Amid volatility in technology stocks, investors also shifted toward cyclical sectors such as financials and raw materials, helping the S&P 500 recover from its November decline.
The S&P 500 is up more than 17% year to date, while the Nasdaq Composite, which is heavily weighted toward technology stocks, has gained more than 21%, and the Dow Jones Industrial Average has risen over 13% over the same period.
Copper prices held near their all-time highs reached in the previous session, as strong US economic growth bolstered demand prospects for the metal, while supply constraints continued to support prices.
The most actively traded copper contract on the Shanghai Futures Exchange rose 1.5% to 95,100 yuan ($13,532.0) per metric ton by 03:02 GMT, after touching a record high of 95,550 yuan earlier in the session.
Meanwhile, the benchmark three-month copper contract on the London Metal Exchange edged up 0.1% to $12,076.5 per ton.
The contract had reached a record high of $12,159.50 on Tuesday and is on track to post an annual gain of around 38%, driven by a weaker US dollar, bets on further interest rate cuts by the Federal Reserve, rising demand linked to artificial intelligence and the energy transition, as well as mine supply disruptions that have fuelled speculative investment in the metal.

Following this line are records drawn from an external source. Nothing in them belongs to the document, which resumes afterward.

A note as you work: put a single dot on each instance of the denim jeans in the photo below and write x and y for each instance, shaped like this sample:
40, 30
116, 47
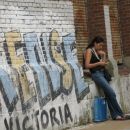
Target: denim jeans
100, 81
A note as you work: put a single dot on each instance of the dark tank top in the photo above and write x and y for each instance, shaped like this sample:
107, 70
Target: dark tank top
94, 59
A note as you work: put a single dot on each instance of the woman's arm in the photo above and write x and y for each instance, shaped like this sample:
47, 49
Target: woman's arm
89, 65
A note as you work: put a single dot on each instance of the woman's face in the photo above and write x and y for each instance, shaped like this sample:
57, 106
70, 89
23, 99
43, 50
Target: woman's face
98, 46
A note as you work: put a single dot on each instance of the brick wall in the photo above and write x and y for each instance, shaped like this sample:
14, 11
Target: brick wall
81, 26
92, 23
124, 14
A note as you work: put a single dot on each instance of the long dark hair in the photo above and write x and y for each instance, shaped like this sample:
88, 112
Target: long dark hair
97, 39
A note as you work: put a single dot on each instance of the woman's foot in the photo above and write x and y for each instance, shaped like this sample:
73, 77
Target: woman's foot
126, 117
119, 118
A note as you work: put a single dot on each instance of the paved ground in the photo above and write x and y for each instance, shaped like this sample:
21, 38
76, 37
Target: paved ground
107, 125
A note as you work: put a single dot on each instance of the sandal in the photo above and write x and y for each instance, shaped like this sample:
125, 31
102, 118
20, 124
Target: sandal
126, 117
119, 118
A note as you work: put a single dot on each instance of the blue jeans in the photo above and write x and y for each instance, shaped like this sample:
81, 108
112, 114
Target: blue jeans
98, 78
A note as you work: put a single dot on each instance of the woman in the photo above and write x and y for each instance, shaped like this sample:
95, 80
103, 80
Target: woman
95, 62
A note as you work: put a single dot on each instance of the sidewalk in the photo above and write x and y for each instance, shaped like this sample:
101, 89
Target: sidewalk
107, 125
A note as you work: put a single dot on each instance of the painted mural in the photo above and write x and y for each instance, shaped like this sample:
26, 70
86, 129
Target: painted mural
34, 72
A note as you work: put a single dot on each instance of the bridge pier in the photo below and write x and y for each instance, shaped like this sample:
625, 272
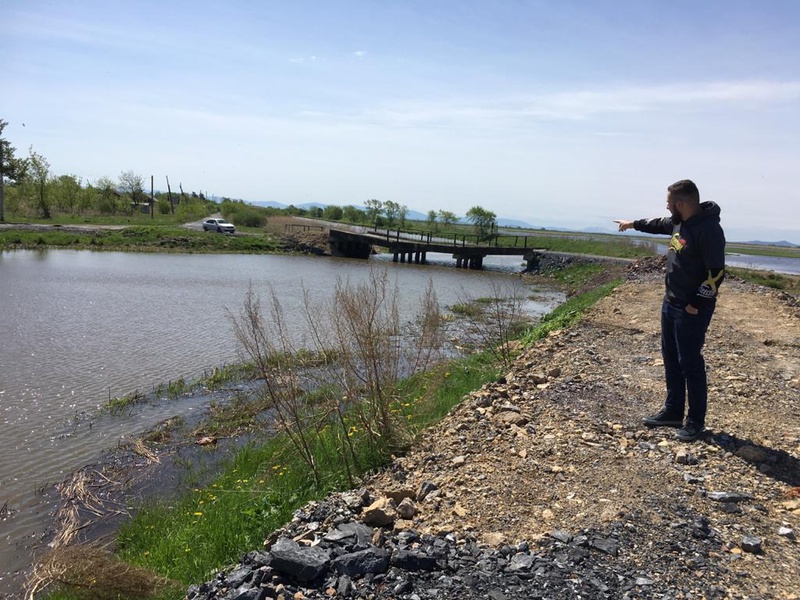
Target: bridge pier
418, 257
470, 261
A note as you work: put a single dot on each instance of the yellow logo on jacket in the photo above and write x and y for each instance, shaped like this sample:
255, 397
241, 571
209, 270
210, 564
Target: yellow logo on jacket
677, 243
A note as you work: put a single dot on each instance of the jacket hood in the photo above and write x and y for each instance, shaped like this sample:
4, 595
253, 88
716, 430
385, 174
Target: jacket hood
708, 210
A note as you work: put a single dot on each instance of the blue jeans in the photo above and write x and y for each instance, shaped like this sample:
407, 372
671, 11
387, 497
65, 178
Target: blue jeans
682, 339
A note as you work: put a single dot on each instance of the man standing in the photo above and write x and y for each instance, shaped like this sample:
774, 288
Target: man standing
695, 269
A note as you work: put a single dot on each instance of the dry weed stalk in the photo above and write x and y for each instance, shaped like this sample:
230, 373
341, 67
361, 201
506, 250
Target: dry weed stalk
494, 329
142, 450
266, 340
362, 327
91, 572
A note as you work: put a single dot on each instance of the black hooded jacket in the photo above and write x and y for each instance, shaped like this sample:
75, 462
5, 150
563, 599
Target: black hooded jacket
696, 256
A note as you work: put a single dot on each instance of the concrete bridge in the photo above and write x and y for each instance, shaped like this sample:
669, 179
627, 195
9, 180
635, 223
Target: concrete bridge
409, 247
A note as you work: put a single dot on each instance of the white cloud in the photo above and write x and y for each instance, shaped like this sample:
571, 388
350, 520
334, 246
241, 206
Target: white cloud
584, 104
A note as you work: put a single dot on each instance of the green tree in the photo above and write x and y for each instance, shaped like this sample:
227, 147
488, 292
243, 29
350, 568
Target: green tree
67, 191
373, 210
333, 213
431, 218
352, 214
483, 220
38, 176
447, 218
391, 210
132, 184
107, 196
402, 213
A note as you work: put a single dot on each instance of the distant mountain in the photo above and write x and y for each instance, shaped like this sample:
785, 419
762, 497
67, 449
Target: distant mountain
782, 244
269, 204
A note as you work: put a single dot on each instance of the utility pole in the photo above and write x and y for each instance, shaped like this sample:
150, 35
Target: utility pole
2, 213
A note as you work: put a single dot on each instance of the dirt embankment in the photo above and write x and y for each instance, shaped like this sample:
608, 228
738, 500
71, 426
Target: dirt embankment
559, 445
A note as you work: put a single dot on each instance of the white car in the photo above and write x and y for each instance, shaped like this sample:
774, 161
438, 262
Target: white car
218, 225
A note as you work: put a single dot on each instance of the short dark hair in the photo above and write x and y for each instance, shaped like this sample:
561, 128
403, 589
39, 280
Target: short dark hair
685, 189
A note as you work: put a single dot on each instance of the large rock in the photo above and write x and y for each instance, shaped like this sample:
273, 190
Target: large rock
302, 564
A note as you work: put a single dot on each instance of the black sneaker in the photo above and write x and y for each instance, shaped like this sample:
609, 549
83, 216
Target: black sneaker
690, 431
663, 418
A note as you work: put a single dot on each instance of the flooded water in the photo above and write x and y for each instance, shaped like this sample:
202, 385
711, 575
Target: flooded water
78, 328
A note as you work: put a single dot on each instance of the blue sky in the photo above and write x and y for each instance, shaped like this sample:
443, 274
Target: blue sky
557, 112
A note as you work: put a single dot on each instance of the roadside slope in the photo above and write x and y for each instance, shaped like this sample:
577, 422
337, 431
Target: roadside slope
559, 445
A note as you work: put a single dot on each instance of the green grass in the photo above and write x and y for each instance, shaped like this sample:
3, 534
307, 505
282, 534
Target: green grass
208, 528
139, 238
568, 313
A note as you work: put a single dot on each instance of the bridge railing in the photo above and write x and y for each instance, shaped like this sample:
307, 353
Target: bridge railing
457, 240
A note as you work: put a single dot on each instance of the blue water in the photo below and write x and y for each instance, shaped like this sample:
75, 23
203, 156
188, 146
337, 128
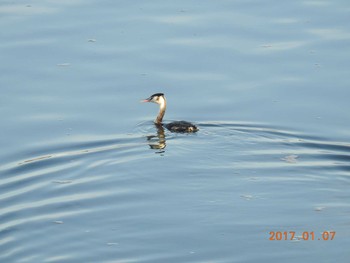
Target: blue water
85, 176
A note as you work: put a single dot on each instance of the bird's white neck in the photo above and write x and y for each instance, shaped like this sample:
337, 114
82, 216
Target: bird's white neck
162, 108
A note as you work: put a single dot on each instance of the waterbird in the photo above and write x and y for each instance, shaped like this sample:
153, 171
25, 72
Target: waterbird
176, 126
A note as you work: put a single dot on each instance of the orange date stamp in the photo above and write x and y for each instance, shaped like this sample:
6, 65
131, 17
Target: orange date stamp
306, 235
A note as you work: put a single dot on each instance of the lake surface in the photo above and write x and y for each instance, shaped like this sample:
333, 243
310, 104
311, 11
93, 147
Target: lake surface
85, 176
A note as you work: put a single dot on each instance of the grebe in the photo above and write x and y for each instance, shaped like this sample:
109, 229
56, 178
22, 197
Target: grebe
176, 126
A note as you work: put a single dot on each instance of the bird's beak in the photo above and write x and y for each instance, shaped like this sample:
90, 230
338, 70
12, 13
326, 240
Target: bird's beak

The US economy grew at its fastest pace in two years during the third quarter, supported by strong consumer spending and a robust rebound in exports.
On the supply side elsewhere, a Chinese market information provider reported last month that China’s largest copper smelters plan to cut output by more than 10% in 2026, in an effort to address excess smelting capacity that has led to growing distortions in copper concentrate treatment charges.
Strength across the broader metals market further supported prices, as the US dollar is set to record its worst annual performance in more than two decades on Wednesday, with investors betting that the Federal Reserve will have room to deliver additional rate cuts next year, while some of its global peers are expected to raise interest rates.
Among other base metals traded on the Shanghai Futures Exchange, nickel extended its rally for a sixth consecutive session, jumping 4% to 126,680 yuan per ton, the highest level in around nine months.
Benchmark nickel prices on the London Metal Exchange also rose 1% to $15,970 per ton, marking a seven-month high.
In Shanghai, aluminium gained 0.5%, zinc rose 0.8%, and lead advanced 1.3%, while tin slipped 1.2%.
On the London Metal Exchange, aluminium climbed 0.3%, zinc increased 0.8%, and lead added 0.6%, while tin fell 0.2%.